Hardison has followed this progression, selfishly glad, but also glad for Parker. He would have been happy for her if she had figured out her feelings weren’t interested in him after all, if it meant that she had learned to understand herself and others more deeply; he truly would. Luckily, all signs point to her having decided that she really cared about him, and has learned to express it.

That’s why at first it seems obvious that they should infiltrate the couple’s retreat together. But there’s something about real chemistry and romance that doesn't work as well for Parker and Hardison--maybe the fact that they have a very unique relationship.

Besides, they want Eliot to be there in case things get tough. They’re not going after any of the hitmen, but this man in particular is someone who never hired someone to do something he couldn’t do himself, if he needed to. Someone who’d been in the business long enough to hire other people and reap the benefits.

Someone who had been taken in by a gold digging younger woman who convinced him to go on a couple’s retreat. Likely with her body, Hardison helpfully points out, as he shows her picture on the screen.

Parker studies the picture. “Yeah, I can see that,” she agrees. Hardison smirks, raising his eyebrows at Eliot, because he’s looking between the two of them like they’re doing something weird.
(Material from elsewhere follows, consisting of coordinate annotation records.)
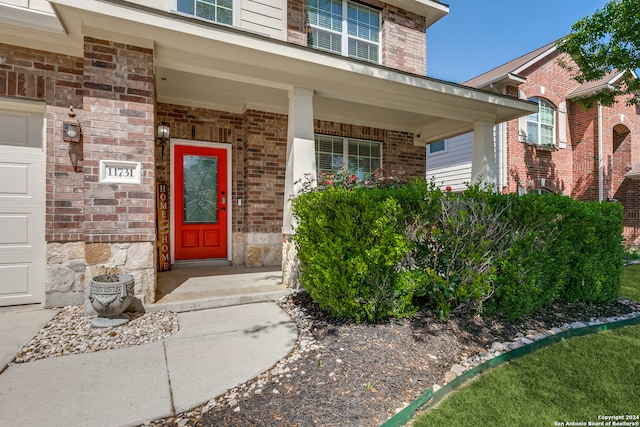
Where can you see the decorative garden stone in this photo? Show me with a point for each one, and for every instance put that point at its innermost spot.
(110, 295)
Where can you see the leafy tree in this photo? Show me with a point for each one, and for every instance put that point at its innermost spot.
(605, 42)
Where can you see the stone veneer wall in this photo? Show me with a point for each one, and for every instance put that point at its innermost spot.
(574, 169)
(91, 226)
(258, 141)
(399, 156)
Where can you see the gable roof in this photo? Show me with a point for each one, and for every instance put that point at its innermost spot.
(511, 68)
(634, 173)
(508, 73)
(590, 87)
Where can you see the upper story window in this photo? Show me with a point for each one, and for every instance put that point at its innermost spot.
(437, 147)
(359, 156)
(213, 10)
(541, 126)
(343, 27)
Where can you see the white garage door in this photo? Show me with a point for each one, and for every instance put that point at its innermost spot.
(22, 203)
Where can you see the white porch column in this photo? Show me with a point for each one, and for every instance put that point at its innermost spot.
(301, 159)
(483, 163)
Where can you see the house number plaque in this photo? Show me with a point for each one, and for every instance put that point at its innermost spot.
(116, 171)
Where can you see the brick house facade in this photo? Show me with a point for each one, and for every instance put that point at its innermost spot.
(130, 67)
(571, 165)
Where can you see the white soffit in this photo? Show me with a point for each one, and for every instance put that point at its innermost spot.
(30, 18)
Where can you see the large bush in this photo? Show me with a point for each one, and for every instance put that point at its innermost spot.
(349, 242)
(368, 253)
(456, 248)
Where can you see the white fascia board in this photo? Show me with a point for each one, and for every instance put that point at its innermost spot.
(534, 60)
(30, 18)
(433, 11)
(281, 63)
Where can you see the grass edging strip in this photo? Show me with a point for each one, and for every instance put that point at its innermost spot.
(430, 398)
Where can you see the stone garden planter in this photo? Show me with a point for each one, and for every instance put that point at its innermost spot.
(110, 295)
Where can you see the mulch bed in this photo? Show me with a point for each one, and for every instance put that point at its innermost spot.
(361, 374)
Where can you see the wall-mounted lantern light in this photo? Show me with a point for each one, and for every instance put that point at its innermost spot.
(71, 131)
(163, 135)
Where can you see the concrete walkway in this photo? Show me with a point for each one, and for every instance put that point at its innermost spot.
(215, 350)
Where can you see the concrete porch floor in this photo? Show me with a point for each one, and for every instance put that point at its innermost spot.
(188, 288)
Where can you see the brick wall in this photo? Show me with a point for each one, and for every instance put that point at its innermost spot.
(206, 125)
(118, 124)
(403, 33)
(296, 22)
(264, 167)
(574, 169)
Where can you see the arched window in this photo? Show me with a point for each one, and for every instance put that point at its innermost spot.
(541, 126)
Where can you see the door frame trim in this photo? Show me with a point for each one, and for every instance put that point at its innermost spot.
(205, 144)
(38, 226)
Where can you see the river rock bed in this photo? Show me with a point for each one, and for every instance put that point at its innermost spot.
(70, 332)
(345, 374)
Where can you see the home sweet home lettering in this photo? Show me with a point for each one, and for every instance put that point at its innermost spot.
(164, 256)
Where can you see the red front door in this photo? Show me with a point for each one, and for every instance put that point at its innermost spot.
(201, 202)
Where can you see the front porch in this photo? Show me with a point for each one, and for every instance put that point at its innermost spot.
(199, 287)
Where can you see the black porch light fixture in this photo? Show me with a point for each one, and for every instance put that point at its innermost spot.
(71, 128)
(163, 135)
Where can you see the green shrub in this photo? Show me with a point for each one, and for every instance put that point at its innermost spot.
(349, 242)
(365, 252)
(456, 249)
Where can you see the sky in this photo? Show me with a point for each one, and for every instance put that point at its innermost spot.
(480, 35)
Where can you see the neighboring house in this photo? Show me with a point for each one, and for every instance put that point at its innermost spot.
(256, 96)
(586, 154)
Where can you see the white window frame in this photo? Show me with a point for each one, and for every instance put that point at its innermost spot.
(439, 152)
(234, 7)
(539, 124)
(345, 153)
(344, 33)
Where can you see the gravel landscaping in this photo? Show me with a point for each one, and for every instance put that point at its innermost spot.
(340, 373)
(347, 374)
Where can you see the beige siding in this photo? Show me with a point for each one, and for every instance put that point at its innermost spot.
(267, 17)
(453, 166)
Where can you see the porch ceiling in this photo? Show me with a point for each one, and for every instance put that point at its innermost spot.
(212, 66)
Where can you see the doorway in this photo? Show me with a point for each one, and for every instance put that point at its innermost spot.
(201, 201)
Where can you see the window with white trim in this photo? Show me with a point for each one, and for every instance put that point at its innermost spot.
(437, 147)
(213, 10)
(541, 126)
(345, 28)
(359, 156)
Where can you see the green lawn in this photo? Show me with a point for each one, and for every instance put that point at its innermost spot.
(630, 282)
(574, 380)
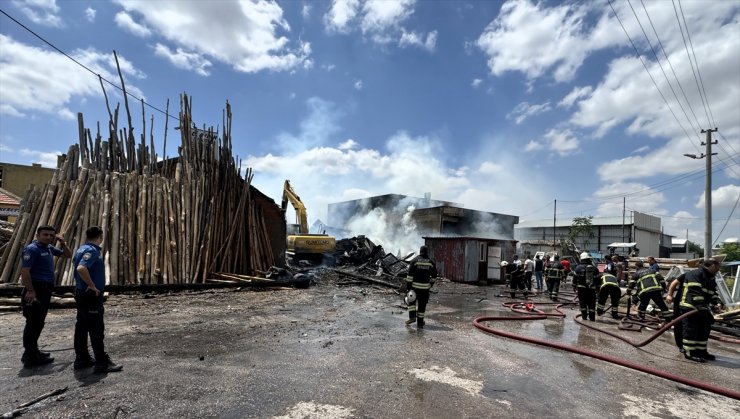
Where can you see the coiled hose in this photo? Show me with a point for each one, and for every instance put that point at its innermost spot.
(535, 314)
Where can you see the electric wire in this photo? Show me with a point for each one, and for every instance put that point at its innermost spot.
(686, 46)
(727, 221)
(698, 70)
(673, 70)
(657, 59)
(87, 68)
(651, 76)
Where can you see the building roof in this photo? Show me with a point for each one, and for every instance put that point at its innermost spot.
(9, 198)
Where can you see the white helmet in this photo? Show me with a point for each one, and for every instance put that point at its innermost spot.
(410, 297)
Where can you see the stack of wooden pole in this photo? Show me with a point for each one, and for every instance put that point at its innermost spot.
(165, 222)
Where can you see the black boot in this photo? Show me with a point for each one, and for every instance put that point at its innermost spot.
(106, 366)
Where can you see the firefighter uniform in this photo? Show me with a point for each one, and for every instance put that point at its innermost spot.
(586, 279)
(609, 289)
(699, 293)
(421, 275)
(649, 286)
(554, 274)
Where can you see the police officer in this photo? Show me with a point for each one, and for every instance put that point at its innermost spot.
(609, 289)
(422, 274)
(699, 293)
(37, 275)
(650, 286)
(90, 281)
(516, 273)
(586, 279)
(675, 292)
(554, 274)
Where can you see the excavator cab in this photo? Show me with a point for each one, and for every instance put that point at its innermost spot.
(300, 243)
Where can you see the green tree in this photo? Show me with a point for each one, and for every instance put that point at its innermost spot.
(581, 228)
(732, 250)
(693, 247)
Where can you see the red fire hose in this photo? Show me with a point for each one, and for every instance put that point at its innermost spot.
(535, 314)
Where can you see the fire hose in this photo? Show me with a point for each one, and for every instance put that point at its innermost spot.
(535, 314)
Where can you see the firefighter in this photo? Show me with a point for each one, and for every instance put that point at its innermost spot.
(699, 293)
(650, 286)
(609, 289)
(586, 280)
(555, 274)
(422, 274)
(516, 271)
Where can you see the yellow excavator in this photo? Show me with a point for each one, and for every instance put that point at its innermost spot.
(302, 244)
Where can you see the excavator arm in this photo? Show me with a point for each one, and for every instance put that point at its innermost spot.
(300, 209)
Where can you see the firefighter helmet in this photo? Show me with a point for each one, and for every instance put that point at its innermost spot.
(410, 297)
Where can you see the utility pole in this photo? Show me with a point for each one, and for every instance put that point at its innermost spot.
(554, 214)
(707, 190)
(708, 195)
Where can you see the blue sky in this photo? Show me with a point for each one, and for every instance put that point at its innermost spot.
(499, 106)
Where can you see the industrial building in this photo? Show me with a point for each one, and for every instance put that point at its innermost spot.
(636, 227)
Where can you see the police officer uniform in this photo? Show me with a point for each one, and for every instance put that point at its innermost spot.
(421, 275)
(699, 293)
(39, 259)
(554, 274)
(609, 289)
(649, 286)
(586, 279)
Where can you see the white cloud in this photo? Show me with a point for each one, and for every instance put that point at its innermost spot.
(562, 142)
(524, 110)
(42, 12)
(575, 94)
(125, 21)
(489, 168)
(559, 40)
(46, 159)
(184, 60)
(52, 87)
(416, 39)
(348, 145)
(341, 13)
(532, 145)
(724, 196)
(379, 20)
(90, 14)
(379, 15)
(249, 36)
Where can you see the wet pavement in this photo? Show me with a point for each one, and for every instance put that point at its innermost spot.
(334, 351)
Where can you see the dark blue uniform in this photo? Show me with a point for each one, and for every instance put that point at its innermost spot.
(90, 306)
(39, 259)
(421, 275)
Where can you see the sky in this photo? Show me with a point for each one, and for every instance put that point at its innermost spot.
(498, 106)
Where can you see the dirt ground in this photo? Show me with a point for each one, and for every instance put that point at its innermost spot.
(340, 349)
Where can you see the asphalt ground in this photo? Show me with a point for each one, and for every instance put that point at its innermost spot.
(340, 349)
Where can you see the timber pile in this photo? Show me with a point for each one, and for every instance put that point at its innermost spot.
(166, 222)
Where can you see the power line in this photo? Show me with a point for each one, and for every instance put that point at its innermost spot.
(686, 46)
(673, 70)
(657, 59)
(727, 220)
(651, 76)
(87, 68)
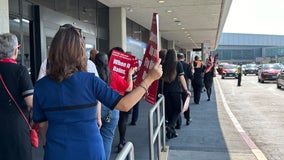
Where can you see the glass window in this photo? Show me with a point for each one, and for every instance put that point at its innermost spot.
(23, 34)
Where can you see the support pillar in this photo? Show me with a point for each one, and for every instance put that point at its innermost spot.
(117, 27)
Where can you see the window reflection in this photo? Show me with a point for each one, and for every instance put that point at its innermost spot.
(24, 39)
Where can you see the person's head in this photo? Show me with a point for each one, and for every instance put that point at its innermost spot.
(162, 55)
(196, 58)
(101, 59)
(66, 54)
(169, 66)
(180, 56)
(114, 48)
(8, 46)
(93, 54)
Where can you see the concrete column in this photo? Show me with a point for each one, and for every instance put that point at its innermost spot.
(4, 16)
(171, 45)
(117, 27)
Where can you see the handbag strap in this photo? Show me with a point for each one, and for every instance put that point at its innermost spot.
(20, 110)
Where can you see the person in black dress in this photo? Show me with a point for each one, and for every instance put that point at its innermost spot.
(197, 79)
(208, 81)
(173, 83)
(15, 141)
(188, 77)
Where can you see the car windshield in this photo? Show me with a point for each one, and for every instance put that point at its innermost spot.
(230, 67)
(271, 66)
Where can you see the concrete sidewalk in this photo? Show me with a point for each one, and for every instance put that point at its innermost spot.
(210, 136)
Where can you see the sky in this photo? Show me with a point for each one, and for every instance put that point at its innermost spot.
(256, 17)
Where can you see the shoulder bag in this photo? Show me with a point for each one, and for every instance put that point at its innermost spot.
(33, 132)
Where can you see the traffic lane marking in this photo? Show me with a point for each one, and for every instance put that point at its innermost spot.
(255, 150)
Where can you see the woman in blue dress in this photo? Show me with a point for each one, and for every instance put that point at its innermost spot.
(67, 98)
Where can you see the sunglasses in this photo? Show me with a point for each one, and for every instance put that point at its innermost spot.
(69, 26)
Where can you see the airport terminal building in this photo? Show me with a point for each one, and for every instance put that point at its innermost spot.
(250, 48)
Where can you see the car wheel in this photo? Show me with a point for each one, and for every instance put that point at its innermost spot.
(277, 84)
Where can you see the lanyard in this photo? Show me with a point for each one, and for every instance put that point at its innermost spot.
(8, 60)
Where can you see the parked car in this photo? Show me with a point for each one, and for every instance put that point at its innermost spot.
(250, 69)
(268, 72)
(229, 70)
(280, 79)
(220, 68)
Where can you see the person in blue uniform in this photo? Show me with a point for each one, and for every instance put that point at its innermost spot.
(67, 98)
(15, 143)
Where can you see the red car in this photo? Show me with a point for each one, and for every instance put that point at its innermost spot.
(268, 72)
(229, 70)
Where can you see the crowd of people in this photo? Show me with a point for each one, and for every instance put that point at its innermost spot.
(79, 102)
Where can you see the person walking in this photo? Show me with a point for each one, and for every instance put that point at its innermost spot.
(110, 117)
(208, 78)
(173, 83)
(188, 77)
(123, 116)
(197, 79)
(239, 72)
(15, 140)
(67, 98)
“The couple that appreciates a nice body together stays together,” Hardison said, sagely. He didn’t necessarily believe that as a blanket statement for all couples; he just wanted to rile Eliot up as usual.

“I don’t need to know about what you guys get up to,” Eliot insists, but Hardison thinks his heart isn’t in it. He didn’t even pull any unnecessarily dramatic faces or gestures. He studies Eliot for a while after that, suspicious, and Eliot doesn’t say anything, just narrows his eyes.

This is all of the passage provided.